Graham Brown has worked with government departments to manage crisis events and major incidents. He is now the owner and director of Strategic Continuity, a consultancy that guides clients through ISO 22301 certification and managing their business continuity management systems.

“It is becoming increasingly important for companies to have an ISO 22301-certified BCMS,” he says. “It helps them identify and mitigate key risks, reducing the threat of an incident before it even occurs. 

“Certification ensures controls and processes are implemented to enable organisations to effectively manage the disruption caused by major incidents. It enables organisations to safely maintain operations, ensuring their customers receive the level of service they expect.”

Such best practice frameworks are especially effective in terms of unexpected threats, Brown suggests, helping to aid a more rapid recovery. “Companies are so invested in ISO 22301, especially following the pandemic, since they recognise the importance of implementing a robust BCMS that helps deliver customer and stakeholder confidence, thereby improving brand reputation and providing a competitive advantage.”

Both Brown and Butler believe the most effective business continuity comes through a focus on ensuring cross-functional business relationships within teams to manage risks. “Companies need to build a solid community of practice across their organisation in order to create, develop and maintain staff familiar with and competent in the practices of BC,” Butler suggests.

“These staff do not by any means need to be dedicated BC staff, but familiarisation and training will very much help the overall efforts to embed BC. Embedding is a key feature of ISO 22301 certification.”

Update your continuity plans regularly

The process of achieving ISO 22301 often starts with an internal alignment check. This will be focused on 22301 for the specific requirements of the standard, but also, Butler says, on 22313, which provides further guidance. Taking these together helps identify gaps in the business’s BC provisions. 

Certification can sometimes be the easy bit. The organisation will need to review and, if required, update its plans

But he warns there is as much work to be done after certification as before, adding that it’s crucial not to overlook the danger of a company’s attention and priorities moving on after gaining certification. He explains: “If you don’t keep your BC management system up to date, you won’t pass the next audit. It needs a continuous commitment, which implies resources and capabilities – trained people, procedures, facilities, structures, exercises – and of course the management commitment to keep this on board-level agendas for monitoring, review and improvement.”

Such C-suite buy-in is critical, according to Andrew Pattison of IT Governance Europe. Certification can “sometimes be the easy bit”, he says, arguing that the real work only starts when it comes to maintaining the business continuity plans. “This means the organisation will need to review and, if required, update its plans, and then ensure there is a comprehensive testing schedule in place,” he warns.

“This requires commitment across the organisation, but it bears fruit when you need to invoke the plan.

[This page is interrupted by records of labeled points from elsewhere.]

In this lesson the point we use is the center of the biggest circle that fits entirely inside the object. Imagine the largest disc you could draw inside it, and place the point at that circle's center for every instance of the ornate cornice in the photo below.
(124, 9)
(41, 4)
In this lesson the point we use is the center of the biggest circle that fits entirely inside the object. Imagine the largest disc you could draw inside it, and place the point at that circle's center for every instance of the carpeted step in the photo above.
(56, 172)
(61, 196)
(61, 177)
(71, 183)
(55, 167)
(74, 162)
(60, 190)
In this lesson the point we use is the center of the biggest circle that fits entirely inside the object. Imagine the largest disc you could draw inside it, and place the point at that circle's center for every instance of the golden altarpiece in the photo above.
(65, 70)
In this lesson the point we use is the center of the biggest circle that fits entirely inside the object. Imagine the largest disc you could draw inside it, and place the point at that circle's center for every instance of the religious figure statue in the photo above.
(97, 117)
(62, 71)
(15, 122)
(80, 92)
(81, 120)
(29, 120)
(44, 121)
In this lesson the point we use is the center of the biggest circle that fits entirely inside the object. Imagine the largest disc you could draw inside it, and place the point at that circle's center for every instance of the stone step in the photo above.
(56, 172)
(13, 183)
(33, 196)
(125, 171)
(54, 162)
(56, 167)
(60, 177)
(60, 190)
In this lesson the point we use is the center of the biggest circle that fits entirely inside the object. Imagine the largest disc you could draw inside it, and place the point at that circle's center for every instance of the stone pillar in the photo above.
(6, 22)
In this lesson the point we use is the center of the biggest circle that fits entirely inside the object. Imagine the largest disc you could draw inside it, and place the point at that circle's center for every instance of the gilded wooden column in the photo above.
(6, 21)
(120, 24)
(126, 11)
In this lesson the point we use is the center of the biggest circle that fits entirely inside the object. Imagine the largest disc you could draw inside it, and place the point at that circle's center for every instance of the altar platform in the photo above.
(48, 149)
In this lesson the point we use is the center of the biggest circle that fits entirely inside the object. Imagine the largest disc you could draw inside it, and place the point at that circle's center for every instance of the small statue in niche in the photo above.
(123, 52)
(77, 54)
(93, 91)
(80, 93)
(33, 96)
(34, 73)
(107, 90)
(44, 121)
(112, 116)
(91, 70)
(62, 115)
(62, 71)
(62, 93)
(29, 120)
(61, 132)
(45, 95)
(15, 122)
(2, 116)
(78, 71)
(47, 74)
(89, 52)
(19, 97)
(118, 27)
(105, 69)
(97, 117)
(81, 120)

It’s at that point you realise all the effort was worth it, as disruption to your critical services is minimised to a level that the organisation and its interested parties are comfortable with.”

Of course, the level of effort required to get to that stage will vary. At workplace safety experts EcoOnline, the crisis management division is run by Morten Køpke, a former fighter pilot and airline captain. The company he founded, Pilotech, was acquired by EcoOnline in 2021. 

He suggests that for some companies there can be big variations in terms of how difficult it is to have proper business continuity planning procedures in place, and to keep the documents in order. But that’s not a challenge to shy away from. 

“Revision of plans, training and exercising is what makes an organisation confident and gives them a culture in which they can handle anything,” Køpke says. “In my mind, this is true BCP and in essence, it is what ISO 22301 is all about.”